A Passion of the Mel.
When apprehended for drunk driving in Malibu last Friday, Mel Gibson claimed that “The Jews are responsible for all the wars in the world.” And, yeah, he said, “F— Jews,” something of a blanket statement. But, he insists, it’s nothing personal. According to his religious beliefs, everyone except those who follow his form of fundamentalist Catholicism (sometimes called “traditionalist Catholicism“) is going to hell anyway — and chances are, that includes you… and nearly everyone else in the world. Roman Catholics, Protestants (Baptists, Methodists, Lutherans, Presbyterians…), agnostics, Muslims, Buddhists, atheists, Hindus, Jains, Scientologists — they’re all going to hell. Along with the Jews. Even Mel’s Episcopalian wife is, he says, hellbound. As he told the Australian Herald Sun newspaper: “There is no salvation for those outside the Church. I believe it…. [My wife] prays, she believes in God, she knows Jesus, she believes in that stuff. And it’s just not fair if she doesn’t make it, she’s better than I am. But that is a pronouncement from the chair. I go with it.”
In his second apology, Gibson said: “The tenets of what I profess to believe necessitate that I exercise charity and tolerance as a way of life. Every human being is God’s child, and if I wish to honor my God I have to honor his children. But please know from my heart that I am not an anti-Semite. I am not a bigot.

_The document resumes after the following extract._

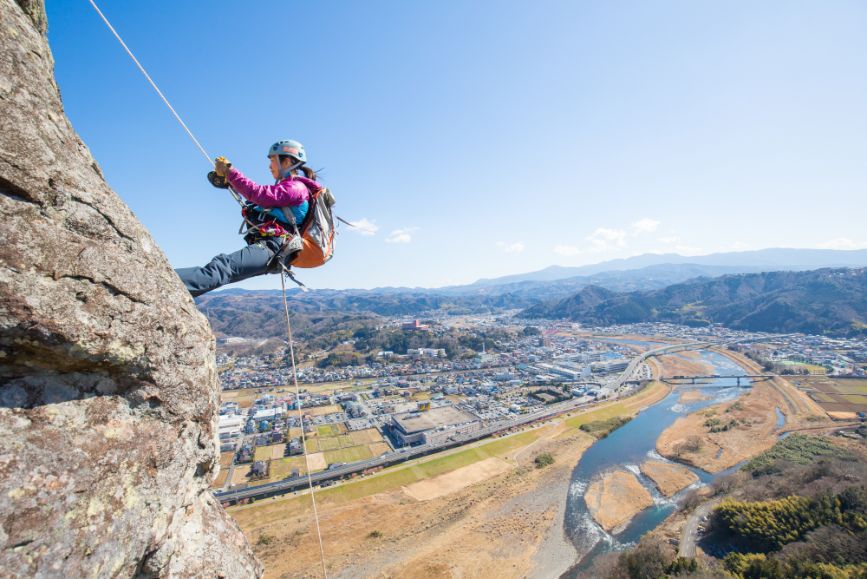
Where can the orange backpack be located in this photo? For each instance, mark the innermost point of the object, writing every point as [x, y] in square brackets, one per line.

Hatred of any kind goes against my faith.” (The $64 million question remains: Just what in the world does someone have to do or say that might properly qualify as “anti-Semitic” or bigoted?) Gibson’s faith rejects the ecumenical reforms of Vatican II, among them a formal statement that Jews were not responsible for the death of Jesus — which is why the portrayal of the crucifixion in Gibson’s “The Passion of the Christ” was particularly egregious to some — including the ADL’s Abraham Foxman, the same man who accepted Gibson’s most recent apology.
Pope John XXIII said: “”What happened in [Christ’s] passion cannot be charged against all the Jews, without distinction, then alive, nor against the Jews of today.” Those words don’t wash with the congregation of “The Church of the Holy Family in Malibu.” Gibson’s statements about religion, and particularly about Judaism, have been complicated by the religious beliefs he shares with his father, Hutton Gibson, who claims the attacks of 9/11 were perpetrated via remote control by Zionists, and who has associated himself with Holocaust deniers, although the son says his father merely disputes the number of Jewish victims: “My dad taught me my faith and I believe what he taught me. The man never lied to me in his life. […] I have friends and parents of friends who have numbers on their arms. The guy who taught me Spanish was a Holocaust survivor. He worked in a concentration camp in France. Yes, of course. And my dad also knows that there were internment camps where many people died. Now, his whole thing was about the numbers. I mean atrocities happened. The thing with him [my father] was that he was talking about numbers. I mean when the war was over they said it was 12 million. Then it was six. Now it’s four. I mean it’s that kind of numbers game. I mean war is horrible. The Second World War killed tens of millions of people. Some of them were Jews in concentration camps. Many people lost their lives. In the Ukraine, several million people starved to death between 1932 and 1933. During the last century 20 million people died in the Soviet Union. Okay? It’s horrible.”
(For further information, see “Disown Your Dad’s Denial of the Holocaust, Gibson Told” — The Australian, December 8, 2005.) Meanwhile, ABC has cancelled the Holocaust miniseries it was developing with Gibson’s Icon Productions, saying no script was ever delivered.